Berlin police told Bild that an employee of the Berlin Invalides Cemetery found that Heydrich's grave had been excavated on the 15th, and the police had launched an investigation into this serious insult. The Daily Mirror quoted police sources as saying initial findings indicated that "nothing was removed" from the grave.

The grave of Nazi devil Heydrich was excavated, and German police searched for suspects

While the motive for Heydrich's grave being opened is unclear, in a similar case in 2000, left-wing extremists dug up the grave of Horst Wesser, allegedly the leader of the Nazi Stormtroopers (SA) in Berlin. After neo-Nazis began gathering the man's grave, they removed Wesser's skull and threw it into the River Spree, the left-wing group said. But police denied at the time that Wessel's body had been removed, saying the grave was actually wessel's father's resting place, not Wessel's own.

Heydrich was reported to have served as head of the SS National Security Department under SS leader Heinrich Himmler. The SS Ministry of State Security controlled the Gestapo and Nazi security services. Heydrich was also one of the masterminds of the Nazi genocide against the Jews. Hermann Goering, another aide to Nazi leader Hitler, had instructed him to find "the ultimate solution to the Jewish problem."

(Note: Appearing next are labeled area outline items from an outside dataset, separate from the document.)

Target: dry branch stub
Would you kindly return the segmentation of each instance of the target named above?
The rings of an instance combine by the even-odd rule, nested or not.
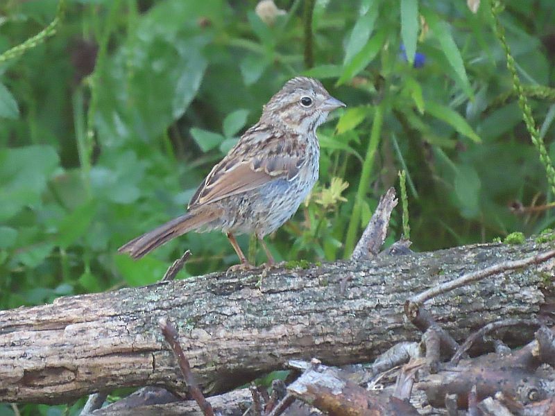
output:
[[[552,248],[529,241],[212,274],[0,311],[0,401],[62,403],[148,385],[182,395],[185,383],[158,328],[165,316],[176,322],[205,393],[228,391],[291,358],[370,362],[399,342],[420,339],[402,313],[414,293]],[[549,310],[554,268],[551,259],[506,270],[425,306],[460,341],[499,316],[530,318]],[[521,343],[531,337],[512,335]]]

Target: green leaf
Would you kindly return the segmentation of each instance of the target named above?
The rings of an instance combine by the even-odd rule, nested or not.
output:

Hitler referred to Heydrich as the "man of stone", and his other nicknames included "Butcher", "Executioner" and "Himmler's Evil Genius". Some speculate that Heydrich, 15 years younger than Hitler, is eager to one day lead Nazi Germany. This possibility is explored in novels such as Robert Harris's Fatherland and Philip Dick's The Strange Man of the High Castle.

The grave of Nazi devil Heydrich was excavated, and German police searched for suspects

In early 1942, Heydrich presided over the top-secret Wannsee Conference in Berlin, which finalized the Holocaust plan. In May of the same year, he was attacked by a team of British-trained Czech and Slovak agents, and eventually died in Berlin in June, where he was buried with the highest honor by the Nazis.

After the Red Army occupied Berlin in 1945 and the Allies won World War II, the markings on the graves of all major Nazi leaders were removed to prevent them from being used as a rallying point for Nazi sympathizers, and Heydrich's grave was also among them, which until now remains unmarked.